Not just the Galaxy Note 7: Samsung’s battery factory in China catches fire
A minor fire that broke out at a Samsung SDI Co Ltd factory in China on Wednesday was caused by waste products including faulty batteries, the Korean company and local emergency services said.
A minor fire that broke out at a Samsung SDI Co Ltd factory in China on Wednesday was caused by waste products including faulty batteries, the Korean company and local emergency services said.
The fire broke out at the Samsung Electronics Co Ltd affiliate's factory in the northern Chinese city of Tianjin earlier on Wednesday and has been extinguished, a Samsung spokesman said, adding that there were no casualties or significant impact to the plant's operations.

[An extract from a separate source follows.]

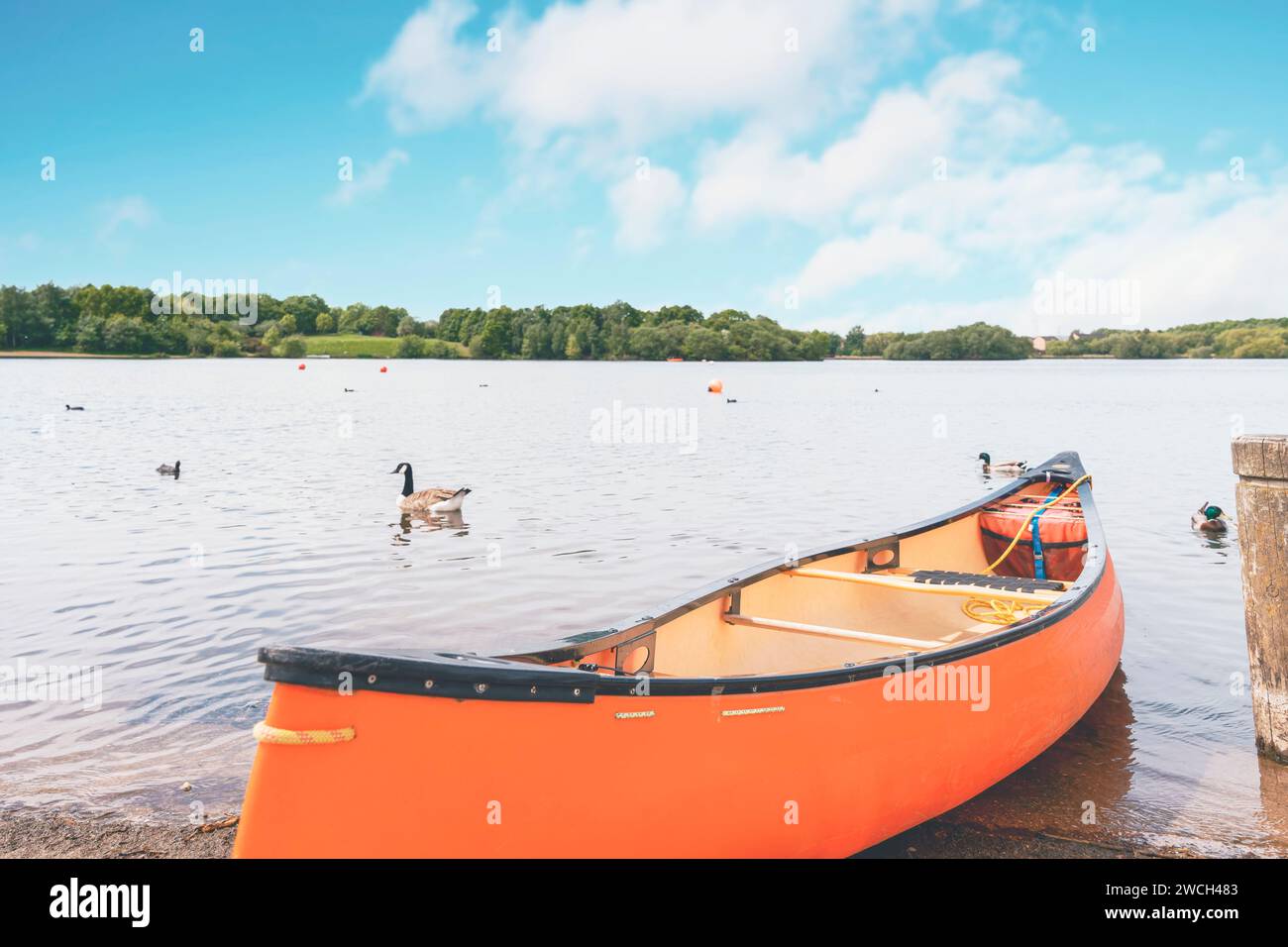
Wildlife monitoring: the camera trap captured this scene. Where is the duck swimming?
[976,454,1027,474]
[389,462,471,513]
[1190,502,1229,532]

The local fire department, however, said on its microblog that the fire was caused by batteries inside the facility.
The "material that caught fire was lithium batteries inside the production workshops and some half-finished products", the Wuqing branch of the Tianjin Fire Department said in a post on its verified Sina Weibo account. It added it had sent out 110 firefighters and 19 trucks to put out the fire.
SDI is set to start supplying batteries for Samsung's upcoming flagship smartphone Galaxy S8 in the first quarter of this year. The S8 replaces the Galaxy Note 7 mode, which suffered a global recall last year due to battery defects.
Samsung said last month that SDI and China's Amperex Technology Ltd, the two battery suppliers for the Note 7, were to blame for the product failure that cost it $5.3 billion in operating profit.
The Tianjin plant is one of five production centers by SDI in China and a major one for small batteries used in phones.